A Petrobras contrapôs ontem as informações do Sindicato dos Petroleiros do Litoral Paulista (Sindipetro) dando conta que a empresa estaria saindo do Estado de São Paulo e que, por conta disso, transferiu 937 trabalhadores de sete plataformas de produção de petróleo e gás natural para a base no Rio de Janeiro (RJ).
O Sindipetro fez até uma manifestação, também ontem, na Praça Mauá, no Centro de Santos, para sensibilizar autoridades e a população, sobre a possibilidade de desemprego e prejuízo à economia local.
“Não se trata de transferência de empregados, visto que os mesmos seguirão trabalhando embarcados nas mesmas plataformas da Unidade da Bacia de Santos em que atuam. O que ocorreu foi um procedimento administrativo na lotação destes empregados. Eles já embarcam no aeroporto de Jacarepaguá, no Rio de Janeiro, há mais de dois anos. Além disso, cerca de 80% deste grupo não mora na Baixada Santista. Não há, portanto, nenhuma demissão nem impacto para a economia da região”, revela a Assessoria da Petrobrás.
COVID
Sobre a alegação de que seria negligente em relação a pandemia de Covid-19, a Petrobras garante que não tem medido esforços para proteção de seus colaboradores (próprios e terceirizados).
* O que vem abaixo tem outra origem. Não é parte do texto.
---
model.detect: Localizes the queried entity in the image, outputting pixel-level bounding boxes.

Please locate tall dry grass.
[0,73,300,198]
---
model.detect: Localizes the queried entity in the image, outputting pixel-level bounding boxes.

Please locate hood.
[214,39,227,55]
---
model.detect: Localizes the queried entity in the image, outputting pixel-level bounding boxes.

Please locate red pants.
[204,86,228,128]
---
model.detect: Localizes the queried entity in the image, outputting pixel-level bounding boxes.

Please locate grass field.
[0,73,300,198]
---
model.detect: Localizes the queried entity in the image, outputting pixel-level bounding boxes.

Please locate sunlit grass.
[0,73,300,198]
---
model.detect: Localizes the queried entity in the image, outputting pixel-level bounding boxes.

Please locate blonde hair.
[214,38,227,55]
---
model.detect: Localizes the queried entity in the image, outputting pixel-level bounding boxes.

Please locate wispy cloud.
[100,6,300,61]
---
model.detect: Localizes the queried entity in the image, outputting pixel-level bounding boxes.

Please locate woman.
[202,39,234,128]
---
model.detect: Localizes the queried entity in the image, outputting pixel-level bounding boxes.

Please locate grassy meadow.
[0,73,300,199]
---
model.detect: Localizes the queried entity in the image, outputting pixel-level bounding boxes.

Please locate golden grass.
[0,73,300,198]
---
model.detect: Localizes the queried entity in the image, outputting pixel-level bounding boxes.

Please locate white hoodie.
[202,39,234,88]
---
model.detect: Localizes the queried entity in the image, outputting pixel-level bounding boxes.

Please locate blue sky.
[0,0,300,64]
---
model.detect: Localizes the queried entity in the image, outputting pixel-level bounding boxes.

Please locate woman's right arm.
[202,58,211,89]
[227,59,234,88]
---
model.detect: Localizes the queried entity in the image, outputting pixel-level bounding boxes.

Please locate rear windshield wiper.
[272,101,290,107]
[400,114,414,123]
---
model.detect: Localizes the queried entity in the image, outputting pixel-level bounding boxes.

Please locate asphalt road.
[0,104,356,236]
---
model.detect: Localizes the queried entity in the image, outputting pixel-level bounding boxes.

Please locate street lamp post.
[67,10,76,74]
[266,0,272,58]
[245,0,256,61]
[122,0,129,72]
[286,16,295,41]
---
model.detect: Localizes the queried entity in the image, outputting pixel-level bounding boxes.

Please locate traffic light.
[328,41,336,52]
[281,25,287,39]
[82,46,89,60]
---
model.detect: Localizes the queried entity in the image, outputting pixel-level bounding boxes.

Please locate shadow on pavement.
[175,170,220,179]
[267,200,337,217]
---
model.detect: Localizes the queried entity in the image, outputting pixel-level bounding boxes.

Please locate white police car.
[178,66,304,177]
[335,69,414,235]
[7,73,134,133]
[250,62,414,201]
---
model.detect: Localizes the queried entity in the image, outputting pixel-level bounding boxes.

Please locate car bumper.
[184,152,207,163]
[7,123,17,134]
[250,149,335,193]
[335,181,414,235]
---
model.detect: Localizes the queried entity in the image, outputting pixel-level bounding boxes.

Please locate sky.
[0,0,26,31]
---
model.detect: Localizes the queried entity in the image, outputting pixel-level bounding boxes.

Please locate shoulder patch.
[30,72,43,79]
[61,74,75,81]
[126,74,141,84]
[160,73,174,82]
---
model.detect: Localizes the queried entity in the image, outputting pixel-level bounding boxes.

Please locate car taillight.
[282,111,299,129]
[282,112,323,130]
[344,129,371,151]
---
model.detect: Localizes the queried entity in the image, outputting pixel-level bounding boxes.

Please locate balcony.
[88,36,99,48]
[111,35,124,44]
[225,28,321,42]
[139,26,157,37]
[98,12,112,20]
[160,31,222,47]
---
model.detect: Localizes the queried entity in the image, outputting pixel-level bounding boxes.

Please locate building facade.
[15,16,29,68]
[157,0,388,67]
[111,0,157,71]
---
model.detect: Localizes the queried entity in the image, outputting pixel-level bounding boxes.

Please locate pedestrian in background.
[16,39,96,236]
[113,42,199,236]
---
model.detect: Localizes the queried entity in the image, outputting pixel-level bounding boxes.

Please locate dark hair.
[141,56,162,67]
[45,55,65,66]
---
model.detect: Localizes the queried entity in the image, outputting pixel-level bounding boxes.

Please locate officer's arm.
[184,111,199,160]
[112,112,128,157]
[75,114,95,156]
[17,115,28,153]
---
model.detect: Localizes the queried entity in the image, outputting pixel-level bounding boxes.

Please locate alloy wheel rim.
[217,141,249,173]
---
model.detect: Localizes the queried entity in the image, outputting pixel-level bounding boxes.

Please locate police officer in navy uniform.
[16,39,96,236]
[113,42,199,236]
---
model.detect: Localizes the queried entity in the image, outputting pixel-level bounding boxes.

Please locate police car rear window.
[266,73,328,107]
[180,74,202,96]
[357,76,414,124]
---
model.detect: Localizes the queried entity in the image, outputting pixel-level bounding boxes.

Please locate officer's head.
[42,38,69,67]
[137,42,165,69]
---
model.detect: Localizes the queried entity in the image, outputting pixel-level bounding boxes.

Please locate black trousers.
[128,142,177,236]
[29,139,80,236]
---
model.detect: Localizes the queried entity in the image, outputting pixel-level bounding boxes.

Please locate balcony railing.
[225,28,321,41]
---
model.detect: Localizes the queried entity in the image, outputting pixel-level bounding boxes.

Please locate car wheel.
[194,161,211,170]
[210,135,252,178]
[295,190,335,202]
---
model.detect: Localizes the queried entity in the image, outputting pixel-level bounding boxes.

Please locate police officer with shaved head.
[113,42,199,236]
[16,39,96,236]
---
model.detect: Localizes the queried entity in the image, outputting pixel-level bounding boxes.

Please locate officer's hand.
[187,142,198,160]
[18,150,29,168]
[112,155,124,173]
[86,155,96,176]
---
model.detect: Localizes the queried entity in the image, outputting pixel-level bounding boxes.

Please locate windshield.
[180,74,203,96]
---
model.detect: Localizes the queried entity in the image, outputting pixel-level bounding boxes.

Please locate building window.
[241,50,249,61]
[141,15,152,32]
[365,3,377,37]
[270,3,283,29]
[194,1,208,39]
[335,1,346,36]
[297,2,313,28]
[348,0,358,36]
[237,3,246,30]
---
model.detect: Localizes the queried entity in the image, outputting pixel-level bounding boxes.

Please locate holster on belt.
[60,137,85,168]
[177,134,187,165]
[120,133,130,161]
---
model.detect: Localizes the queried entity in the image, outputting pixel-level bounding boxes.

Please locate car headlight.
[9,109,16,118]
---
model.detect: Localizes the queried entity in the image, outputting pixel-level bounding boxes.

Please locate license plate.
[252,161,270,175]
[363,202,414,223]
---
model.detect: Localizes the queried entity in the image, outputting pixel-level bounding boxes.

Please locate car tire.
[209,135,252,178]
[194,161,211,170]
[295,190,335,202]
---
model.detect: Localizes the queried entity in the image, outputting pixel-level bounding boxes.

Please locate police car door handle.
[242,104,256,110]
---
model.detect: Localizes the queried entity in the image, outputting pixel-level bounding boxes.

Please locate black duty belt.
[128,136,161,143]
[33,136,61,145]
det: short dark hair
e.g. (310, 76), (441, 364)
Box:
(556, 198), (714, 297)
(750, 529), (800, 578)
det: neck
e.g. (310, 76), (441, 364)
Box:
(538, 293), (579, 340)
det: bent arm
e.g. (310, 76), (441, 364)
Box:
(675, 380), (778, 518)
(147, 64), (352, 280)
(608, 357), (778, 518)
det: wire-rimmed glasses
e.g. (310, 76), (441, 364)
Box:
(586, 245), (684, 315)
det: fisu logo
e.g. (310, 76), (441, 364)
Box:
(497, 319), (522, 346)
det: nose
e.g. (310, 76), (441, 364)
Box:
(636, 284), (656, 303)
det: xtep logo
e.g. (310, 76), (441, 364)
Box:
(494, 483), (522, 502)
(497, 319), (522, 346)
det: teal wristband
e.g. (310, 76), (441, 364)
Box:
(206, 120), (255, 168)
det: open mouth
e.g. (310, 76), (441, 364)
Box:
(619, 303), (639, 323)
“Desde o início da pandemia, a companhia está monitorando continuamente o quadro de saúde mundial decorrente da Covid-19 e adotando medidas para prevenção à disseminação da doença. Na RPBC, a Petrobras iniciou a realização de testes em 20 de maio. A companhia vem ampliando rapidamente a aplicação de testes na triagem antes do início de atividades operacionais, tanto em plataformas offshore como em unidades operacionais em terra. De cerca de 26 mil testes já realizados no país, mais de 20 mil foram aplicados com o propósito de triagem”, comenta.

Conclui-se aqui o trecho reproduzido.